Mr. Bernard J. Zolnowski, Jr.
40 Delaware Avenue
Buffalo, NY 14202
The staff of the Committee on Open Government is authorized to issue advisory opinions. The ensuing staff advisory opinion is based solely upon the information presented in your correspondence.
Dear Mr. Zolnowski:
I have received your letter of September 12. You referred to the decision rendered in Whitehead v. Morgenthau [552 NYS 2d 518 (1990)] and wrote that "the court ruled that the Court must interpret the NYS FOIL based upon the federal statute." Consequently, you asked that I "explain...just how much the federal statute must be taken into consideration with the state statute."
In this regard, first, I believe that you misinterpreted Whitehead. Nowhere in that decision is a statement to the effect that the interpretation of the state Freedom of Information Law must be based on or consistent with the interpretation of the federal Freedom of Information Act. The court in fact referred to an opinion rendered by this office in which it was advised that nothing in the state statute pertains to or requires that fees be waived and found that the opinion is "entitled to great weight and, if not irrational or unreasonable, should be upheld" (id., 519). While the decision included a discussion of provisions in the federal Act concerning fee waivers and the judicial interpretation of those provisions, the court "conclude[d] that respondent's refusal to waive the copying fees, on the ground that there is no provision for such a waiver in the Public Officers Law, is reasonable and should be upheld" (id., 520-521). In short, the determination was based on the language of the New York Freedom of Information Law, not the federal Freedom of Information Act or the decisions rendered under that statute. Further, the Court of Appeals, the state's highest court, has indicated in a footnote that the state statute is "patterned" after the analogous federal statute and that federal case law is "instructive" [Fink v. Lefkowitz, 47 NY 2d 568, 572 (1979)]; it is not binding.

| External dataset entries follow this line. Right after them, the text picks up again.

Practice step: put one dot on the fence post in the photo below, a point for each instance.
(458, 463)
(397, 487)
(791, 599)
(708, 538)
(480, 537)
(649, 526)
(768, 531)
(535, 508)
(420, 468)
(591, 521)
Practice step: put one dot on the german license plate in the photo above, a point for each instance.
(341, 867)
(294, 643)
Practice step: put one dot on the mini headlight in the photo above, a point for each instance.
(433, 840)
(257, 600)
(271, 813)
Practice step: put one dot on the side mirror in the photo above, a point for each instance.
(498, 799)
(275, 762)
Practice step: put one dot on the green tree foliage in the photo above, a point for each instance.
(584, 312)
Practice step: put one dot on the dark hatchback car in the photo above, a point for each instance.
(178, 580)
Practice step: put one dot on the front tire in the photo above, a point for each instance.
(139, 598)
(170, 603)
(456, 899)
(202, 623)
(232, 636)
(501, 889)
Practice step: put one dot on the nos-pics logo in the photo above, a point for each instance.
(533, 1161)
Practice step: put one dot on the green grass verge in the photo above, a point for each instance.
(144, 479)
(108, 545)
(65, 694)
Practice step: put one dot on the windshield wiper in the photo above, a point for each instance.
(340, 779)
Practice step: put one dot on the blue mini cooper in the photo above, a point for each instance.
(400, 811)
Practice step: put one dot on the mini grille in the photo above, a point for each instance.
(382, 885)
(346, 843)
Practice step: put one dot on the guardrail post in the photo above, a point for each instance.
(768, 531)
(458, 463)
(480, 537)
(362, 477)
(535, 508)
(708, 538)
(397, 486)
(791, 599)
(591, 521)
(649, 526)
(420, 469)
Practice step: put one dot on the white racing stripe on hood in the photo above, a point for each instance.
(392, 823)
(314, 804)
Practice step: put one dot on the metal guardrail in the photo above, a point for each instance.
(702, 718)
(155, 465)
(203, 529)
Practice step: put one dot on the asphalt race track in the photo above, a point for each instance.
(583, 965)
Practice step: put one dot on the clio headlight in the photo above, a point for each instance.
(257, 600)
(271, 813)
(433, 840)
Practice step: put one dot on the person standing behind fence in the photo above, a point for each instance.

I point out that the federal Act pertains only to federal agencies; it does not apply to records maintained by entities of state or local government. While the Act might serve as a model for other laws, each state has enacted its own version of an access law, and no two state laws are the same. A review of the New York and federal statutes reveals that they are similar in structure, but that there are crucial differences between the two in terms of their specific language. For example, the federal Act, which clearly deals with access to records, does not define the term "record." In contrast, the New York statute has included a definition of that term since 1978. Because of that critical provision, the interpretation of the state law and the federal Act have been different in significant ways.
In short, although the federal Act and the interpretations of that statute may serve to provide guidance, I do not believe that there is any requirement that they be followed or considered when determining issues under the state statute.
I hope that the foregoing serves to clarify your understanding of the matter.